Dilihat dari peranan korban dalam terjadinya tindak pidana, Stephen
Schafer mengatakan pada prinsipnya terdapat empat tipe korban,
yaitu sebagaia berikut:
a. Orang yang tidak mempunyai kesalahan apa-apa, tetapi tetap
menjadi korban (pada tipe ini kesalahan ada pada pelaku).
b. Korban secara sadar atau tidak sadar telah melakukan sesuatu yang
merangsang orang lain untuk melakukan kejahatan(korban punya
andil dalam terjaidnya kejahatan, kesalahan terletak pada pelaku
dan korban).
c. Mereka yang secara biologis dan sosial potensial menjadi korban.
d. Korban karena ia sendiri merupakan pelaku.
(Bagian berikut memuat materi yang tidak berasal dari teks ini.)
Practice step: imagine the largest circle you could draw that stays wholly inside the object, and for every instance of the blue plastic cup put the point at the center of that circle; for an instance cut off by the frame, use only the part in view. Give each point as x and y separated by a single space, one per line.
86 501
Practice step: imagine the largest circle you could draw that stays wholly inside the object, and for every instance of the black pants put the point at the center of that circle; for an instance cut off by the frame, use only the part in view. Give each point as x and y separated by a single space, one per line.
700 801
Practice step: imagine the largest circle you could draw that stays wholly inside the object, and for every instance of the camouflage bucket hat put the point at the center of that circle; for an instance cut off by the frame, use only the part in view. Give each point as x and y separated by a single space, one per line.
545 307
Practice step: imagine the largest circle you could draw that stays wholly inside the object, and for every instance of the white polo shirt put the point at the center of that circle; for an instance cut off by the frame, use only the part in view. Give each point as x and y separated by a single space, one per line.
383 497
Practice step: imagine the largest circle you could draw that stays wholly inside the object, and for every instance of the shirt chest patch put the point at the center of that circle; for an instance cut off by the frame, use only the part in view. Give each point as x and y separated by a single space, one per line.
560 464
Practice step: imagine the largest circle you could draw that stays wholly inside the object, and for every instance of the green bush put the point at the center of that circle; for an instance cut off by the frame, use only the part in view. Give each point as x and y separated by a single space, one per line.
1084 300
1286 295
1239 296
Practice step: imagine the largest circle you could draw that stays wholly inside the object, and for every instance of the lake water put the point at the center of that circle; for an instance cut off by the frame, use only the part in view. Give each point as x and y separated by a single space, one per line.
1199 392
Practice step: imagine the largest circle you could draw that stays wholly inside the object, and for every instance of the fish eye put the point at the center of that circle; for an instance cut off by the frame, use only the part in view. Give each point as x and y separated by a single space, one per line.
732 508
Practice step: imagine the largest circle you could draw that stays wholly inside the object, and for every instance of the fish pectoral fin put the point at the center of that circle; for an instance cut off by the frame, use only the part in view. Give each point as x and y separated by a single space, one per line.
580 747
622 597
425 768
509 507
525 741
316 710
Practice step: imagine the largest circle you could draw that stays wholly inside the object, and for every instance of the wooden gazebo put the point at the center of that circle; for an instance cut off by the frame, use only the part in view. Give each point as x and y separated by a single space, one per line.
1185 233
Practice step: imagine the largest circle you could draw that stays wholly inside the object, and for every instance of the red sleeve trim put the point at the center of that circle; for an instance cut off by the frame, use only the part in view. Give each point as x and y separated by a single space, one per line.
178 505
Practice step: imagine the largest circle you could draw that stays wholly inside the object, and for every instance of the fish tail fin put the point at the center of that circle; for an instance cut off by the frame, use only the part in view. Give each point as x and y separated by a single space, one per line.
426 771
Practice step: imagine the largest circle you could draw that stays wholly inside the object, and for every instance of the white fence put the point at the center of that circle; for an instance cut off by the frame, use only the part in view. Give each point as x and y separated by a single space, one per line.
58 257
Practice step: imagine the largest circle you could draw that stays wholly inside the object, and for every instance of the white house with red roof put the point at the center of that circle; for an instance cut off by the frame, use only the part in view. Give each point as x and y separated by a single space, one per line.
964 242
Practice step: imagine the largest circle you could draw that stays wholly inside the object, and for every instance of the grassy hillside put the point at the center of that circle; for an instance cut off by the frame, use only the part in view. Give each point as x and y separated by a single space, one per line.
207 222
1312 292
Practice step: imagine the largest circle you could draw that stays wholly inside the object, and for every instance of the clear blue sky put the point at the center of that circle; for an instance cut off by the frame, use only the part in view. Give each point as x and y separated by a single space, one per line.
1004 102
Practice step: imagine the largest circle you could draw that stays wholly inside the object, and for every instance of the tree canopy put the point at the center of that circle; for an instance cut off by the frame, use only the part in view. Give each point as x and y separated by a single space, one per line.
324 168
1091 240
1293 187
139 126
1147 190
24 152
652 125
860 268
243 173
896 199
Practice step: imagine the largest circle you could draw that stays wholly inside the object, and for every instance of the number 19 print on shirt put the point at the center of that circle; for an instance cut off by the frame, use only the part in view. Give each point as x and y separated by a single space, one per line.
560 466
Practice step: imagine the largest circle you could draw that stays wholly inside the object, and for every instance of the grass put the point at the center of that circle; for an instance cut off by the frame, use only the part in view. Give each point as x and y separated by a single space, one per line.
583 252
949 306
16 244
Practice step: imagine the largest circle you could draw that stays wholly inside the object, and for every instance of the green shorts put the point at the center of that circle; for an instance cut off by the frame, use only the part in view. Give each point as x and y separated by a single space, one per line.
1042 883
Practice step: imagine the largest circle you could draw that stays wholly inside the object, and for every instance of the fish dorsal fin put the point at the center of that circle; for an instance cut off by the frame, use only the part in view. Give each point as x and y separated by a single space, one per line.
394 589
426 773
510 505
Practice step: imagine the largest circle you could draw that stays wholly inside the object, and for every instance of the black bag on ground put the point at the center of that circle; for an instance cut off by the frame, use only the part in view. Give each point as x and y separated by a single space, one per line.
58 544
• Perlunya perlindungan terhadap korban tindak pidana menurut
Muladi dapat dilihat setidaknya dalam 3 (tiga) aspek. Pertama, aspek
kontrak social dan solidaritas social. Aspek kontrak social menyatakan
Negara boleh memonopoli reaksi social terhadap kejahatan dan
melarang tindakan-tindakan yang bersifat pribadi. Oleh karena itu,
bila terjadi kejahatan dan membawa korban, Negara harus
bertanggungjawab untuk memperhatikan kebutuhan para korban
tersebut.
• Aspek solidaritas korban, menyatakan Negara harus menjaga warga
negaranya dalam memenuhi kebutuhannya atau apabila warga
Negaranya mengalami kesulitan, melalui kerjasama dalam masyarakat
berdasarkan atau menggunakan sarana-sarana yang disediakan oleh
Negara. Hal tersebeut dapat dilakukan melalui peningkatan pelayanan
maupun melalui pengaturan hak.
• Kedua, dari aspek pemidanaan. Pemidanaan dalam arti umum
merupakan wewenang pembuat undang-undang, sesuai dengan asas
legalitas.
• Ketiga, aspek tujuan pemidanaan. Perlindungan korban tindak pidana
dapat dikaitkan dengan salah satu tujuan pemidanaan, yang dewasa
ini banyak dikedepankan berupa penyelesaian konflik.
• Pengaturan terhadap perlindungan korban dalam hokum pidana perlu
memperhatikan esensi kerugian yang diderita korban tindak pidana.
Kerugian bagi korban tindak pidana tidak hanya bersifat materiel atau
penderitaan fisik saja, melainkan juga bersifat psikologis.